Индеец сидел сейчас на корточках у склона. В левой руке он держал длинный обломок коричнево-черного обсидиана. Упираясь этой рукой в бедро, он ударил по обсидиану кремнем. Звук удара зазвенел в чистом, свежем воздухе. При этом возник запах паленого, который Дэвид сразу же унюхал.

– Значит, теннис, – повторил Катсук. Он попробовал представить мальчика взрослым мужчиной – избалованным и богатым пустоголовым типом из армии плейбоев. Потерявший невинность. В черно-белой униформе для вечерних приемов. С черным галстуком-бабочкой. Модно подстриженный завсегдатай ночных клубов.

Но была возможность не дать ему возмужать.

– А потом я шел плавать в нашем бассейне, – сказал Дэвид.

– А ты не хочешь поплавать тут, в реке?

– Слишком холодно. У нас вода в бассейне подогревается.
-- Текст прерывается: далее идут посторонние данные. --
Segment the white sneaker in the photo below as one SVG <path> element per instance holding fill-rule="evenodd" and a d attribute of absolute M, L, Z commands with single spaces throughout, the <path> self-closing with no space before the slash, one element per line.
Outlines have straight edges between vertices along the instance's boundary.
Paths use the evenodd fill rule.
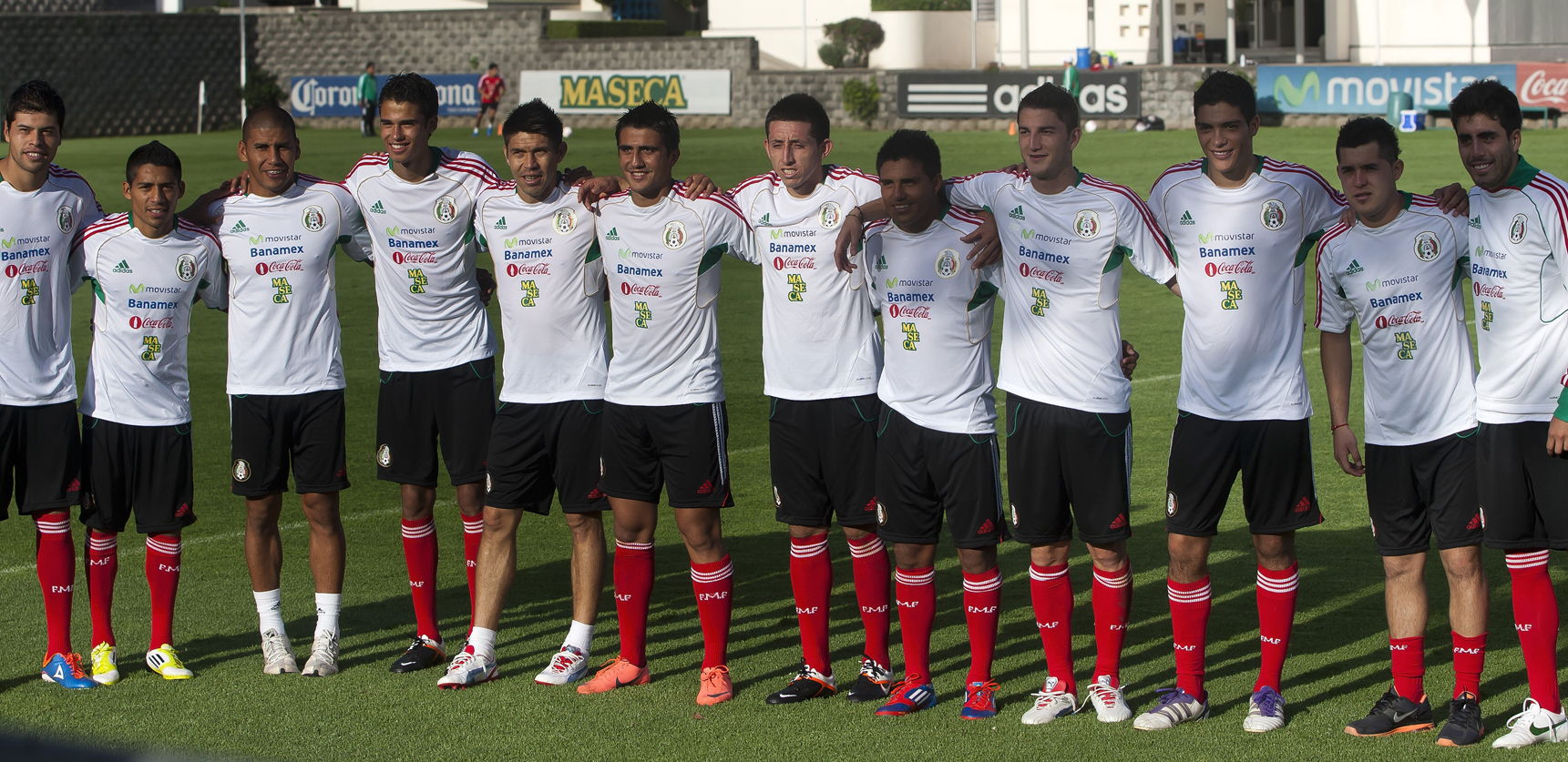
<path fill-rule="evenodd" d="M 1046 724 L 1058 717 L 1077 712 L 1077 699 L 1057 685 L 1060 685 L 1060 680 L 1046 677 L 1046 684 L 1040 687 L 1040 693 L 1032 693 L 1035 706 L 1024 712 L 1024 724 Z"/>
<path fill-rule="evenodd" d="M 533 677 L 539 685 L 566 685 L 577 682 L 588 674 L 588 654 L 577 651 L 577 646 L 561 646 L 550 657 L 550 663 Z"/>
<path fill-rule="evenodd" d="M 337 630 L 315 633 L 310 643 L 310 659 L 304 660 L 306 677 L 328 677 L 337 674 Z"/>
<path fill-rule="evenodd" d="M 1120 685 L 1110 684 L 1110 676 L 1102 674 L 1088 684 L 1088 702 L 1094 704 L 1094 715 L 1102 723 L 1124 723 L 1132 720 L 1132 707 L 1121 695 Z"/>
<path fill-rule="evenodd" d="M 1534 743 L 1568 740 L 1568 715 L 1548 712 L 1535 699 L 1524 699 L 1524 712 L 1508 718 L 1508 732 L 1491 742 L 1494 749 L 1518 749 Z"/>
<path fill-rule="evenodd" d="M 436 680 L 437 688 L 469 688 L 481 682 L 489 682 L 495 679 L 495 657 L 489 654 L 475 654 L 474 646 L 464 646 L 463 651 L 452 660 L 447 666 L 447 674 L 442 674 Z"/>
<path fill-rule="evenodd" d="M 278 630 L 262 633 L 262 674 L 290 674 L 299 671 L 289 637 Z"/>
Катсук вздохнул и вернулся к своему делу. Обсидиан уже начал принимать нужную форму. Скоро он станет ножом.

Еще через какое-то время Дэвид попробовал проникнуть в тайну настроения своего похитителя. Они и так долго молчали, когда пробирались сюда, к горному склону. Это заняло целый день. В кармане у Дэвида было десять камешков – десять дней. Те несколько предложений, которые сказал Катсук за все время, становились все более мрачными, короткими и отрывистыми. Катсук был поглощен новыми мыслями. Неужели его дух потерял силу?

Дэвид уже и не думал о побеге. Но если сила Катсука уменьшилась…

От обсидианового обломка откололся большой кусок. Катсук поднял его, повертел в руках, осмотрел.

– Что ты делаешь? – спросил Дэвид.

– Нож.

– Но ведь ты забрал… мой нож.

Дэвид поглядел на пояс Катсука. Расселовского ножа там не было во время всего перехода через горы, но мальчик подумал, что нож может лежать у индейца в сумке.